Indeed, the international community has its incentives for the Palestinians totally backwards. Hamas shoots thousands of rockets at Israel and gets visits and legitimization from the international community. The Palestinian Authority is unwilling to engage in dialogue to reach a compromise with Israel and becomes a non-member observer state. Rewarding these actions is like putting the car in reverse and stepping on the gas.
This is not the way to get the parties to the table to negotiate a two-state solution. Rather, it is the way to get both sides to harden their positions. I want to see peace in the Middle East, but sadly we’re not going to get there like this.’
Representative Jerrold Nadler (D-NY) said:
Today’s vote at the United Nations will unfortunately do nothing to advance the cause of peace between Israelis and Palestinians or to create two secure states. My longstanding belief is that peace and security will never be achieved unilaterally, but only through committed two-party negotiations. Only direct Israeli-Palestinian negotiations can result in a viable two-state solution - with an independent Palestinian state established with adequate and agreed upon security guarantees for Israel. I truly hope that we can soon return to good faith, bilateral negotiations. I commend President Obama and Ambassador Rice for their thoughtful opposition to today’s misguided approach to peace-building.
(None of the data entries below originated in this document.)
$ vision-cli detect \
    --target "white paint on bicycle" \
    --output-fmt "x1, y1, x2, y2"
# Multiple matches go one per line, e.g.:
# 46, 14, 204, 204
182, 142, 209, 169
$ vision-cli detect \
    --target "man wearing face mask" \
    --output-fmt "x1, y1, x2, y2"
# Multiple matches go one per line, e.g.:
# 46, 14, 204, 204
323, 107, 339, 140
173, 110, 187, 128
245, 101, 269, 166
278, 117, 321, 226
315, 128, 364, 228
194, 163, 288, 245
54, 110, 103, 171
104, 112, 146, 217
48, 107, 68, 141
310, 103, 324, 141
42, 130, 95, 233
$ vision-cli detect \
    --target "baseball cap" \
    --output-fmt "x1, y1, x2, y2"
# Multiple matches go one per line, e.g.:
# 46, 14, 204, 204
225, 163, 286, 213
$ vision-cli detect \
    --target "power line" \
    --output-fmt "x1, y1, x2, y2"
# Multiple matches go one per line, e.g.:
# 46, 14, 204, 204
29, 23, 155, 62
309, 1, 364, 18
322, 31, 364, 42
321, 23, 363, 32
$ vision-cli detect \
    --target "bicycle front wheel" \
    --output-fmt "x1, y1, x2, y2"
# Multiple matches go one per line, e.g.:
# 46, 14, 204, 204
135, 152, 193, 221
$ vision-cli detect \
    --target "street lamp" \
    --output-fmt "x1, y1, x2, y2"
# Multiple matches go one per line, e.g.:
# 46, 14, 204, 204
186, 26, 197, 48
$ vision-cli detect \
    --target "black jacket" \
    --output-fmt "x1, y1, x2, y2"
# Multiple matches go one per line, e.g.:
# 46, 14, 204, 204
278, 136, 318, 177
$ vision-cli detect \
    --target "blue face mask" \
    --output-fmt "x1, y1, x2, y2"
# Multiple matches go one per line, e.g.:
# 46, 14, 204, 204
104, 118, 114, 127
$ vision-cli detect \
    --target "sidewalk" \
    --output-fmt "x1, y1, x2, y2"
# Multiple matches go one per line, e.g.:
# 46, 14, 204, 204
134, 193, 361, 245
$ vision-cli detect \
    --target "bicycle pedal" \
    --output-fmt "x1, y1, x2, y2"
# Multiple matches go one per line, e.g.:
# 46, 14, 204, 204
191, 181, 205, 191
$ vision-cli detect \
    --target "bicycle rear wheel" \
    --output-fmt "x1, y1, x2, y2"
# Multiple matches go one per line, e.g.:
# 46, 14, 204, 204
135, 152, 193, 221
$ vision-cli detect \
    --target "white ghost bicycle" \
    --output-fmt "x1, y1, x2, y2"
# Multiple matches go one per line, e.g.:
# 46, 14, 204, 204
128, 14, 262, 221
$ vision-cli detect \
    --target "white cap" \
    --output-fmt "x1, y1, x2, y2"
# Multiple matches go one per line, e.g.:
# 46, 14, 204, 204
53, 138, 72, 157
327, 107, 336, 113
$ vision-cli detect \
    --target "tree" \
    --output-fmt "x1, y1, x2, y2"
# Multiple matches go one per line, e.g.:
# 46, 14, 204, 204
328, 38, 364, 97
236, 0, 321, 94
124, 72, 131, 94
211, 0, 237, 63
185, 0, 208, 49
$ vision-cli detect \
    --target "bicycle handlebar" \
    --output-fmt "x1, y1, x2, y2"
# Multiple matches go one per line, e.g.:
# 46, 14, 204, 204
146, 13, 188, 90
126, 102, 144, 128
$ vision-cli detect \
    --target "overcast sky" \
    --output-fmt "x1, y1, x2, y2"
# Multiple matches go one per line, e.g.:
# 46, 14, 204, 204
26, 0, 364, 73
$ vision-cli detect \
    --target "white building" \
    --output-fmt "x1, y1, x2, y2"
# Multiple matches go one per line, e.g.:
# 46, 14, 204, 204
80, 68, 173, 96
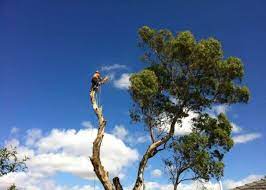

Representative Nita Lowey (D-NY) said:
Today’s decision by the United Nations General Assembly to grant enhanced status to the Palestinian Authority is a mistake that will set back - not hasten - prospects for a lasting peace between Israel and the Palestinians. A genuine and lasting peace between Israel and the Palestinians can only be achieved through a negotiated settlement between the parties themselves. Rather than engaging in these direct negotiations, it is disturbing that the Palestinians have chosen instead to undertake unilateral measures through international organizations. It is in our interest and that of Israel to support the Palestinian Authority’s ability to provide basic services through economic and security assistance, but that is predicated on the willingness of the Palestinian Authority to negotiate directly with Israel. I have encouraged the Administration to use all diplomatic tools at their disposal, monetary or otherwise, to make our opposition to such unilateral steps clear, and to encourage the Palestinian Authority to return to direct meaningful negotiations with Israel.
Representative Carolyn McCarthy (D-NY):
Today’s U.N. vote to recognize a virtual Palestinian state undermines true peace with Israel, when only through direct negotiations with Israel can the Palestinians achieve a fully-recognized state with agreed-upon borders. It’s especially appalling that this unilateral, backdoor attempt at statehood comes just days after hundreds of rockets launched from Gaza towards Israeli cities - terrorist attacks that the Palestinian Authority failed to stop before bringing its people to the brink of war. We must stand up to reject violence and terrorism and support only a mutual agreement to statehood through direct negotiations between the Israelis and Palestinians themselves. I strongly oppose today’s vote and urge my colleagues to do the same.